President Joe Biden took office as arguably the most prepared foreign policy president since George H.W. Bush was elected back in 1989. In addition to eight years as an active vice president, deeply involved in some of the Obama administration’s key national security policy decisions, he had previously served for decades on the US Senate Committee on Foreign Relations, chairing it from 2001 until 2003 and again from 2007 to 2009, having served as the ranking minority member from 1997 and again from 2003 to 2007.
President Biden campaigned for office by being portrayed as the antidote to an unpredictable and poorly informed predecessor, who had no previous exposure to high policy, openly challenged allies, and coddled up to opponent nations. More than anything, the Biden presidency is already perceived as bringing with it a profound change in “tone,” if less so (on several matters) in substance. Still, with closer scrutiny, we can see considerable continuity of policy between the two presidencies.
The real conundrum facing President Biden is the tension between domestic politics and foreign policy. This is especially evident when it comes to China. Context is important here. When President Obama took office, the US economy was at the onset of a great recession. There were voices in Congress that wanted to blame China and take protectionist action. But President Obama resisted those impulses and kept the tensions the US was experiencing with China separate and apart from the economic crisis that the country was facing domestically. President Obama knew instinctively that conjoining foreign policy and domestic politics would limit flexibility and constrain policy options in both directions.
This important insight was soon unlearned, however. President Donald Trump based his campaign, to a large extent, on the premise that the decline of American manufacturing—and hence the pain felt by many in his “base”—was very much the result of unfair Chinese practices. As president, he embarked upon a trade war, overtly designed to gain leverage with Beijing. When the COVID-19 pandemic started to accelerate in America, President Trump decided—not surprisingly—to deflect the domestic criticism by blaming China for the pandemic. Although the facts about the origins of the pandemic in China remain contested, there is no question that Trump deliberately chose to call it the “China flu,” emphasizing China’s culpability for the pandemic and unleashing a raw nativism that greatly affected relations with China.
President Biden—amidst what has become a deadly crisis on a national scale—has focused intensively on neutralizing the COVID pandemic through an aggressive program to vaccinate all American citizens. He has, in fact, directed the intelligence community to explore the origins of the virus, but he has not echoed the pejorative references used by Trump. At the same time, he has sustained a sharp focus on China, explicitly stating that the US is in a great power competition with China; he has made this the centerpiece of his interim National Security Strategy directive, which he published in March, within weeks of taking office.
The challenge facing President Biden is to manage the emotions that stem from the raw dynamics of domestic policy, colored by the sense of crisis and of loss, while retaining the flexibility to manage a sophisticated foreign policy at a transformative stage in world history.
China is a huge challenge. It has a massive, voracious, and rapidly growing market of 1.4 billion consumers compared to only 330 million American consumers. For more than 40 years, since the days of Deng Xioaping, the PRC leadership has embraced and adhered to a form of state capitalism, presided over a staggering rate of growth, and placed the full resources and authority of the government behind public and quasi-private Chinese corporations.
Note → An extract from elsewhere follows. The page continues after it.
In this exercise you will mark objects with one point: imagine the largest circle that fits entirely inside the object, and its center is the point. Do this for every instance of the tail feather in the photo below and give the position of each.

This support includes spying on foreign corporations, leveraging national cyber assets to gain commercial and technological advantages, and bending foreign policy to advance Chinese corporate interests.
There can be no grand strategy to deal with China that does not involve close coordination and intimate consultation with allies and partner countries. I know from countless conversations with senior government officials and corporate leaders in Europe and partner countries in Asia that they share the American concern about China’s economic nationalism and coercive approach to economic diplomacy. But none of these countries wants to be seen as joining an anti-China coalition. All of them, to varying degrees, have economic ties to China and want to advance those ties in ways that are mutually beneficial. They know that China will retaliate against those economic interests if they join an anti-China crusade. The turn of events in Australia offers a worrying lesson in this respect.
Herein lies the Biden conundrum. The political winds in Washington are blowing in an anti-China direction. In political circles, China is widely seen as a threat to America’s future prosperity. Not unlike George F. Kennan’s seminal work at the onset of the Cold War, Graham Allison’s historical analogy—the Thucydides Trap, pitching a status-quo power against an up-and-rising one—has offered a sobering template. But a sophisticated foreign policy strategy to deal with China requires the active partnership of allied countries that do not want to be characterized as anti-China or climbing aboard the US anti-China bandwagon. Political and business leaders in allied countries look to the hot rhetoric coming from the US Congress and fear they will be dragged into the swirl of US domestic politics concerning China.
The Biden team understands this dilemma. President Biden himself is well suited to manage the tension that requires quiet diplomacy and measured public statements. Still, the fractious and disputatious nature of domestic American politics will impinge on foreign policy for years to come. This is Biden’s conundrum.
Yet it is not a challenge for the US alone: Its implications need to be weighed carefully by foreign leaders—politicians, corporate executives, media pundits alike— who understand what could be at stake if Washington’s relations with Beijing continue to take an adversarial aspect.